There's one pudding that Yorkshire is particularly well-known for, but that's not the only specialty to come out of God's Own Country. We have such fond memories of eating little curd tarts fresh from the baker's shop after school, and it's one recipe that's never taken off much around the UK let alone in America. We've had a craving for them lately, so we might as well share this recipe so you can try them for yourself!
Make sure you start to prepare these in advance, as unless you can get fresh milk curds from a local dairy or farm shop (which are few and far between in many areas) you'll be needing to make your own. The recipe also calls for a dash of rennet, but in case you can't source any (or don't want to) we'll provide an alternative!
You will need:
2 pints full cream milk (as fresh as you can get it!)
2 tbsp rennet OR 1 lemon, juiced
1 large egg, well beaten
4 oz unsalted butter
4 oz fine sugar
4 oz total seedless raisins and/or currants
1/4 tsp nutmeg
1 pie crust
To make the curds:
Place the full cream milk into a saucepan and gently bring to about 98°F. Remove from the heat and stir in the rennet (or lemon juice) and leave in a cool place to set. Not too cool through, definitely not the fridge!

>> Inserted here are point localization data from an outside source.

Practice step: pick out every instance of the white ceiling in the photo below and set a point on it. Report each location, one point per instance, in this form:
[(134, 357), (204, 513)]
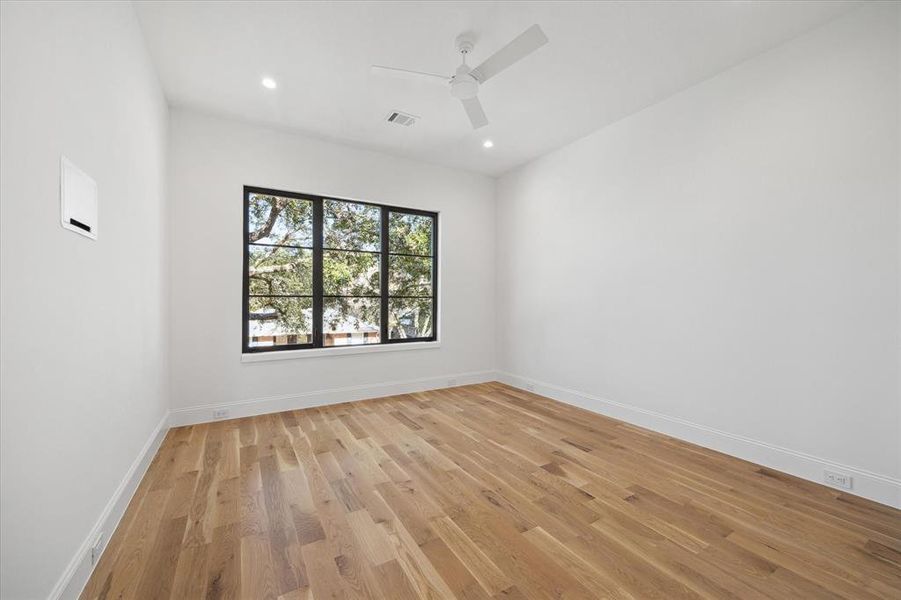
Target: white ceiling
[(605, 60)]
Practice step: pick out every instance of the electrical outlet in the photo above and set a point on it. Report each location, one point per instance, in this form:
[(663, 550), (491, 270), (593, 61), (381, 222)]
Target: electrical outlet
[(840, 480), (96, 549)]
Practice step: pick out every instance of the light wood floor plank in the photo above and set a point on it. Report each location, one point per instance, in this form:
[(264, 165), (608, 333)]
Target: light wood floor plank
[(479, 492)]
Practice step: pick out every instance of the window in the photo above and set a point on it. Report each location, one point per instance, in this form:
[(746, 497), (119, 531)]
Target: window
[(323, 272)]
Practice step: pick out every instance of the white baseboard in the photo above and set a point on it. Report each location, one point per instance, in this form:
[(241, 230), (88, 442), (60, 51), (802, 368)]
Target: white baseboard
[(80, 568), (873, 486), (258, 406)]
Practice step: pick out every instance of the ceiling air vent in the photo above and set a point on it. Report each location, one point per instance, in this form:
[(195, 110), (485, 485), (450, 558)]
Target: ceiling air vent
[(399, 118)]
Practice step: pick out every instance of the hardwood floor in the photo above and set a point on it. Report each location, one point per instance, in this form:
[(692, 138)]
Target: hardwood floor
[(481, 491)]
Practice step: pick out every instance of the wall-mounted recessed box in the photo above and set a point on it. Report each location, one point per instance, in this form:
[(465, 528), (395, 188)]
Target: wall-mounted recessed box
[(78, 199)]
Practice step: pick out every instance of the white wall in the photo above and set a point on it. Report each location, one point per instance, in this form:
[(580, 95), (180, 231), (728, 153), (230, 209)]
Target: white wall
[(83, 344), (728, 259), (211, 159)]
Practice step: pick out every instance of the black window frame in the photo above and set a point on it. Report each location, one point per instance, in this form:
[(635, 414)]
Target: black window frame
[(318, 297)]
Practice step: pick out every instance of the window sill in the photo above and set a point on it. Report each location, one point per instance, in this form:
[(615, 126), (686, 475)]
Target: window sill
[(337, 351)]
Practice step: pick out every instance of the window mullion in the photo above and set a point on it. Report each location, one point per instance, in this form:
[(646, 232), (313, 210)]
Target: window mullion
[(317, 273), (383, 276)]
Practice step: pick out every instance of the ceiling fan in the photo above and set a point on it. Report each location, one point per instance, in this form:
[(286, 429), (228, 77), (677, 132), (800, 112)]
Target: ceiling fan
[(464, 85)]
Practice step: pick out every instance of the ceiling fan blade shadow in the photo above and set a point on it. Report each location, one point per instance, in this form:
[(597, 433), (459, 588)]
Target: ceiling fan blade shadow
[(524, 44)]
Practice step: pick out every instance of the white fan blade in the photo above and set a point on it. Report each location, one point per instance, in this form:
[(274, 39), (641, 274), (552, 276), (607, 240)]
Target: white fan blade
[(407, 74), (474, 112), (527, 42)]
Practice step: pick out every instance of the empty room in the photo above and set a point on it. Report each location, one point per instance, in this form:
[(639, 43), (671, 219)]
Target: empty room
[(450, 300)]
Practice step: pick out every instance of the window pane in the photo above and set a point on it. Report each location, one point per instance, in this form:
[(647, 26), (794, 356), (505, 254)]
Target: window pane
[(409, 276), (350, 273), (410, 234), (278, 271), (281, 221), (350, 226), (280, 321), (409, 318), (350, 321)]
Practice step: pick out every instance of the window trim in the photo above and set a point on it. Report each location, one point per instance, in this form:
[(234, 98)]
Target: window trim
[(316, 346)]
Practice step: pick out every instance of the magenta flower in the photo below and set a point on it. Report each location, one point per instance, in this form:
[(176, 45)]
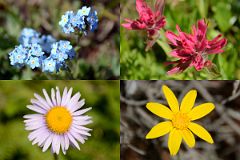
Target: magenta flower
[(150, 20), (193, 49)]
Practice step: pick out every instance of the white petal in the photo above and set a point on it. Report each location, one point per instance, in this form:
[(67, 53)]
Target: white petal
[(37, 109), (58, 97), (36, 102), (82, 111), (66, 140), (73, 101), (69, 94), (47, 97), (82, 118), (47, 143), (77, 136), (73, 141), (77, 105), (43, 101)]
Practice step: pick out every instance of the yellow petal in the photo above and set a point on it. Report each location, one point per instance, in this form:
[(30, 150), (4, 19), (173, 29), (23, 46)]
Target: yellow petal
[(160, 110), (200, 132), (188, 137), (171, 98), (188, 101), (200, 111), (159, 130), (174, 141)]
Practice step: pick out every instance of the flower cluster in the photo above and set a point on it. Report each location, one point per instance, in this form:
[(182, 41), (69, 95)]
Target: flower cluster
[(150, 20), (193, 49), (85, 19), (41, 51)]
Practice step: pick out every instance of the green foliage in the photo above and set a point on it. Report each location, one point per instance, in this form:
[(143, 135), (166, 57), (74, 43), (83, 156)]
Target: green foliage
[(97, 54), (14, 144), (222, 19)]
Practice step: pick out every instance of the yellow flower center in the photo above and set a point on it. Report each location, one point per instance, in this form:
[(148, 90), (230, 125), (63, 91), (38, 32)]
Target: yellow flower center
[(58, 119), (180, 121)]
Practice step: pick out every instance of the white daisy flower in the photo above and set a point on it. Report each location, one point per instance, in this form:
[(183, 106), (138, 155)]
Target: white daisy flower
[(59, 121)]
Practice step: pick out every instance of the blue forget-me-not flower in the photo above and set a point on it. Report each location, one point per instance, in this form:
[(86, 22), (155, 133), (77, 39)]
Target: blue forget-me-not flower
[(84, 20), (41, 51)]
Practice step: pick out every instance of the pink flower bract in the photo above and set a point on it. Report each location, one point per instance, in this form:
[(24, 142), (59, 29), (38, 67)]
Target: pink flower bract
[(150, 20), (193, 49)]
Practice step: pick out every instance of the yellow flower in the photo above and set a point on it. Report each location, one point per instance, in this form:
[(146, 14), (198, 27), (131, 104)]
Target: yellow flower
[(179, 124)]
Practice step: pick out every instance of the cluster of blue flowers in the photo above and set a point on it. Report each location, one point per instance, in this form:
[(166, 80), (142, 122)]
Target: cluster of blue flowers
[(41, 51), (85, 19)]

Once cooled and set, gently break up the mixture using a fork, into fairly large chunks. Line a large sieve or colander with fine muslin or cheesecloth and place over a large bowl.

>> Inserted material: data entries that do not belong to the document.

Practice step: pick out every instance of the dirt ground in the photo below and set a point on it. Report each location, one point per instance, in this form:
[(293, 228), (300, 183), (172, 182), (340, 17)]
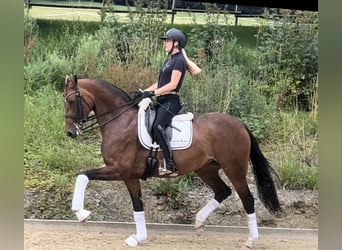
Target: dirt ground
[(40, 237), (109, 202)]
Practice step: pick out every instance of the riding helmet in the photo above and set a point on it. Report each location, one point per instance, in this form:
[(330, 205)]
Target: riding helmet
[(175, 34)]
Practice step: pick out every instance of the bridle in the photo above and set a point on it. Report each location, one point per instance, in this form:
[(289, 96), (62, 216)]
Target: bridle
[(79, 120)]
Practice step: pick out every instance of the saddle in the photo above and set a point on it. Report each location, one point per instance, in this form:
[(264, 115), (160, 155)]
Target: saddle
[(179, 132)]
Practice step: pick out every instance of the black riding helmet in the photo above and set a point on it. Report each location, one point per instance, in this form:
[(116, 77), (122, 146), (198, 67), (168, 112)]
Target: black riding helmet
[(175, 34)]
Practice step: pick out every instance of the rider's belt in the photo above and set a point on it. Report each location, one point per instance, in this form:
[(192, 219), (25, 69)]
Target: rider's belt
[(170, 93)]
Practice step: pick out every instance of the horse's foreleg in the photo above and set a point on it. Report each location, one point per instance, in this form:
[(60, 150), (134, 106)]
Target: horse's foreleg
[(140, 236), (78, 198), (203, 214)]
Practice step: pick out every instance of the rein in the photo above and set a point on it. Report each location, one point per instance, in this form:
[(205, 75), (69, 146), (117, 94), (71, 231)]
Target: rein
[(91, 127)]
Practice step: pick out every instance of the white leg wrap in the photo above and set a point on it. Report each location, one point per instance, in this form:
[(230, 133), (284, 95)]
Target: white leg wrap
[(141, 233), (252, 227), (203, 214), (80, 187)]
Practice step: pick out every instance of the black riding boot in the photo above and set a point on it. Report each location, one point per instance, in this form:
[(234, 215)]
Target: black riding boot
[(164, 143)]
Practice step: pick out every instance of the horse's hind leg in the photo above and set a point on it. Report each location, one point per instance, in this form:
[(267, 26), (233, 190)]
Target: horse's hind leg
[(238, 180), (140, 236), (209, 174)]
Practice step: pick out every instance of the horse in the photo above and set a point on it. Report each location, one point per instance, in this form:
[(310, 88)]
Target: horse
[(220, 141)]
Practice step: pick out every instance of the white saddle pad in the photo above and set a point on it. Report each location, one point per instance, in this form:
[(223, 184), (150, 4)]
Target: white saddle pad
[(181, 128)]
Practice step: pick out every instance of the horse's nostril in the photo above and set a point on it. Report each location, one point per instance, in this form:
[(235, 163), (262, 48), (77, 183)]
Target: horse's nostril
[(70, 134)]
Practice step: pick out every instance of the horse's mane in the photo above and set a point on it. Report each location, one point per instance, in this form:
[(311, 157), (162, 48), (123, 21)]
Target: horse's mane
[(111, 87)]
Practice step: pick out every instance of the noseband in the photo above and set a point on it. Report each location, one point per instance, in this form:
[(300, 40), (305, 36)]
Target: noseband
[(78, 117)]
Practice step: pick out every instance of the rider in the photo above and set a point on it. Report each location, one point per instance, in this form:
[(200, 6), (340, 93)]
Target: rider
[(170, 79)]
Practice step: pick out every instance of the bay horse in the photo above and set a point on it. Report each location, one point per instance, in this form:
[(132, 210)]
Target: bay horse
[(219, 142)]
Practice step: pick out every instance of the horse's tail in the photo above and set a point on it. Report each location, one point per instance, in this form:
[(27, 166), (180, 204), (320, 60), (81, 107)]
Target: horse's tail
[(261, 169)]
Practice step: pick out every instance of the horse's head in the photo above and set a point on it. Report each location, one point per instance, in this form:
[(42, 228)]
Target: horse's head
[(76, 107)]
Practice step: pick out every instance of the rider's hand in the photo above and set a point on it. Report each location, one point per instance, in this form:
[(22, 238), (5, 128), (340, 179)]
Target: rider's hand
[(147, 94)]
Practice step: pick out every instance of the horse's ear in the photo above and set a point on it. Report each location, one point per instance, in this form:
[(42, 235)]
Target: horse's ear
[(75, 80), (67, 79)]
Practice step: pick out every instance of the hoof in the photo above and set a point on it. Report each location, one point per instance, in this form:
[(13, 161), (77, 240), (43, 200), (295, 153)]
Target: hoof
[(82, 215), (199, 228), (132, 241), (248, 244)]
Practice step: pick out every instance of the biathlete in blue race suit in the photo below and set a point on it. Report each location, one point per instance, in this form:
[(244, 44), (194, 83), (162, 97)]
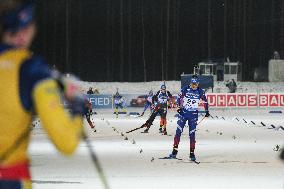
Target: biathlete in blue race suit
[(148, 103), (188, 112)]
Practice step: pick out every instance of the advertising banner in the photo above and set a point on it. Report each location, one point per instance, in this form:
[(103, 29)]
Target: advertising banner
[(245, 100)]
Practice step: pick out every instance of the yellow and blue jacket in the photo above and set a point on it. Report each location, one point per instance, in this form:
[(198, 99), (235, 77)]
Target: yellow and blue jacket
[(26, 87)]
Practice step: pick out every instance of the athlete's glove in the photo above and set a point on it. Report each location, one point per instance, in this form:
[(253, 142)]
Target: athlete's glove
[(207, 114), (179, 110)]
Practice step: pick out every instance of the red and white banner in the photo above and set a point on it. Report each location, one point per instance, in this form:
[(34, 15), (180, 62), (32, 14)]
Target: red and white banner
[(245, 100)]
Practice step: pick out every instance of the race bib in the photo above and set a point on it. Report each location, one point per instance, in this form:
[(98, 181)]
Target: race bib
[(117, 101), (190, 104), (162, 100)]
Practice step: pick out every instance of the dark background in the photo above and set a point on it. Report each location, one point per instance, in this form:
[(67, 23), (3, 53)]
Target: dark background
[(145, 40)]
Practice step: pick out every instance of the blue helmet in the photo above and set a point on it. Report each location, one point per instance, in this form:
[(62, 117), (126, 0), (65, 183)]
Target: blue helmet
[(19, 18)]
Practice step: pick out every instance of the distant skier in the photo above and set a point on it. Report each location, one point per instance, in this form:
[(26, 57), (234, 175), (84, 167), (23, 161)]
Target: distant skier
[(148, 103), (188, 112), (119, 102), (88, 115), (160, 102)]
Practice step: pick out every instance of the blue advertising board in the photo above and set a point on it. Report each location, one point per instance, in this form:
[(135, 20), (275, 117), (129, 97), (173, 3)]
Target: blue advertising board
[(100, 101)]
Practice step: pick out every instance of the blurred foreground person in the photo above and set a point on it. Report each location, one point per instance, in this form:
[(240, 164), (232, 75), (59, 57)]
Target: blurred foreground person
[(119, 102), (27, 87)]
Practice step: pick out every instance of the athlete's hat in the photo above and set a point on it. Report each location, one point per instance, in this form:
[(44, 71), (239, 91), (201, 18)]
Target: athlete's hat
[(194, 80)]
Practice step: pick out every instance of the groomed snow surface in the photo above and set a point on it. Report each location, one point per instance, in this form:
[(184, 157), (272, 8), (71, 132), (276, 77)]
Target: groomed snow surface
[(233, 155)]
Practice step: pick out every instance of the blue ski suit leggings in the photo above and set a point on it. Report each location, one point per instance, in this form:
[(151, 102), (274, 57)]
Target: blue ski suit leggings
[(191, 118)]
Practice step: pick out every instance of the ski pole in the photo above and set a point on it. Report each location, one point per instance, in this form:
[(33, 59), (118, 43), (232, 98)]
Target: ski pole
[(95, 161), (197, 124)]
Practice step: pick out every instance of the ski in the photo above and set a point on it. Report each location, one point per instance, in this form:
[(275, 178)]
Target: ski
[(167, 157), (194, 161), (180, 159)]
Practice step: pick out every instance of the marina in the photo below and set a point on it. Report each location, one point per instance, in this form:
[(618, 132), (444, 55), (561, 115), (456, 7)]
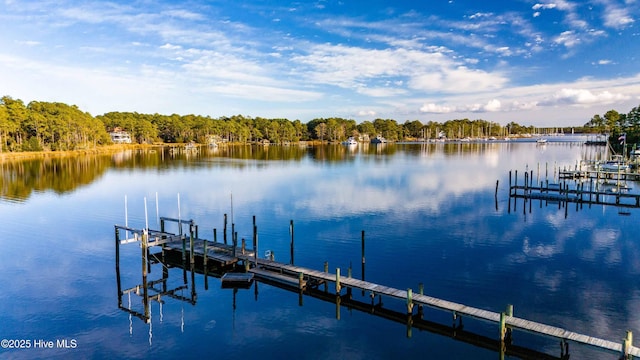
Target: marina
[(428, 229), (238, 266)]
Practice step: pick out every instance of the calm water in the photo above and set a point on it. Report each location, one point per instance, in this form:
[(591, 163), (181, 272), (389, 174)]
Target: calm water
[(428, 211)]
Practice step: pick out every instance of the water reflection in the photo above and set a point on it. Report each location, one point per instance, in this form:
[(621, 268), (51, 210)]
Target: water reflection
[(20, 178)]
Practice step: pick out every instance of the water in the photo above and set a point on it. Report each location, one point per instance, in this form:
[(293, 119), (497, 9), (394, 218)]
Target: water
[(429, 213)]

Spoon the chunks of curd into the sieve or colander and leave to drain for at least 6 hours, preferably overnight. Discard the whey once done, unless you've got a local Miss Muffet who wants it. It's important that the curds are well drained when it comes to making the filling, or it'll go all soggy and off-putting.
To make the tart:
Preheat oven to 325°F.
Unpack your pie crust (or, if you're making your own like us, roll it out into a thin sheet). Grease and line a large tart tin with the pastry or cut into smaller sections and line a tin for smaller individual-sized tarts. Prick the bottom of the pastry plentifully with a fork. Line the tart case(s) with baking paper and fill with baking beans. Cook for 15 minutes or until the pastry is a pale golden colour. Leave to cool.

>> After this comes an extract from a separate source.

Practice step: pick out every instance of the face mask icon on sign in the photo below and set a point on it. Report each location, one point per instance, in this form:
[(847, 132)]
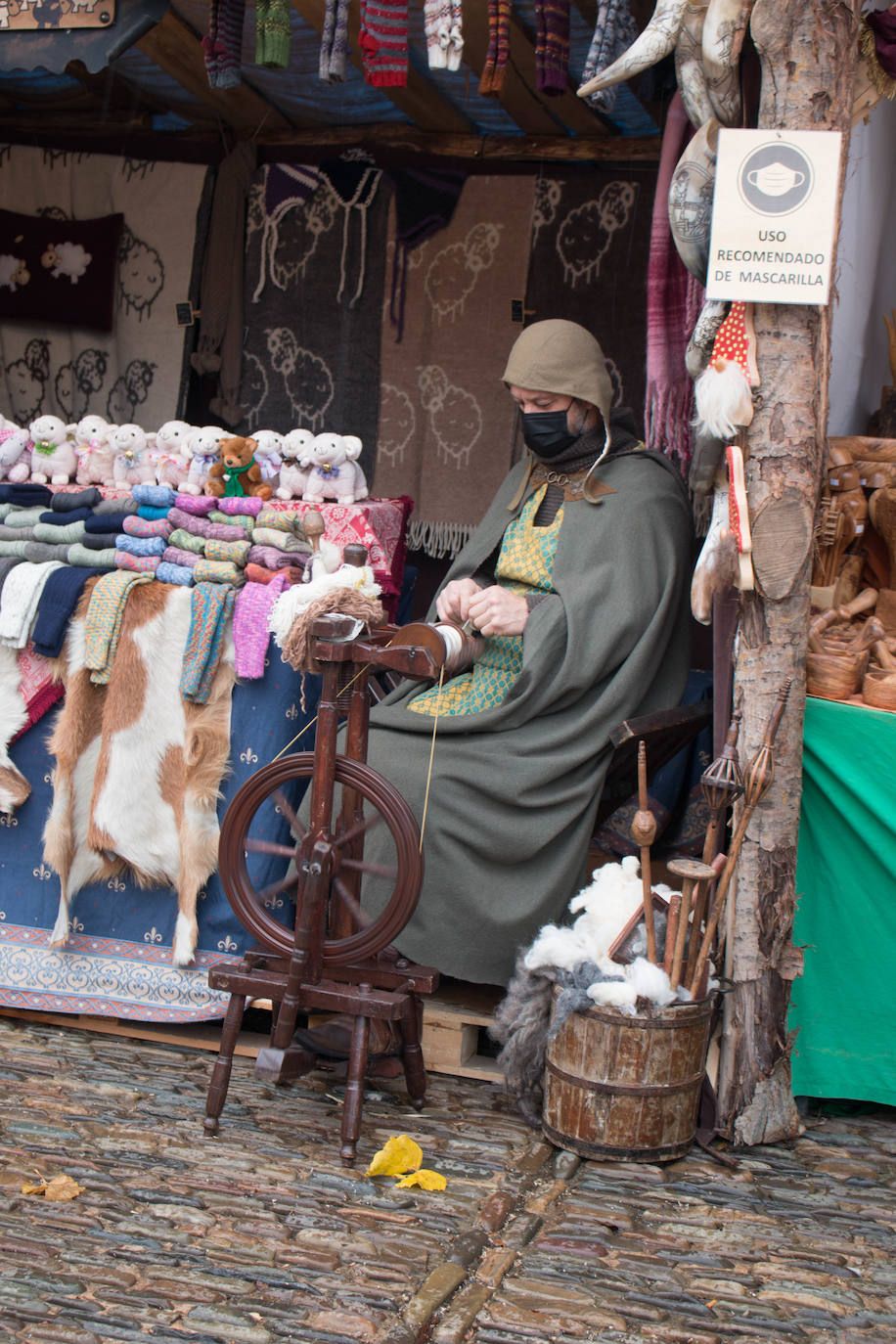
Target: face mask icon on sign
[(776, 179)]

In a large bowl, cream the butter and sugar together until fluffy and light and pale in colour. Tip the curd mixture from the sieve/colander into the creamed butter; add the beaten egg and nutmeg and beat well until all the ingredients are incorporated. Finally, stir in the raisins and/or currants. If you want a lighter texture to your tart, you can also stir in a heaped tablespoon of white breadcrumbs at this time.
Pour the curd mixture into the prepared tart case and bake in the oven for 30 minutes until golden brown.
Leave the tart to cool, then serve as soon as possible. The tarts are best eaten fresh and warm, and within 24 hours at most. Make sure to do all of your prep beforehand and plan ahead!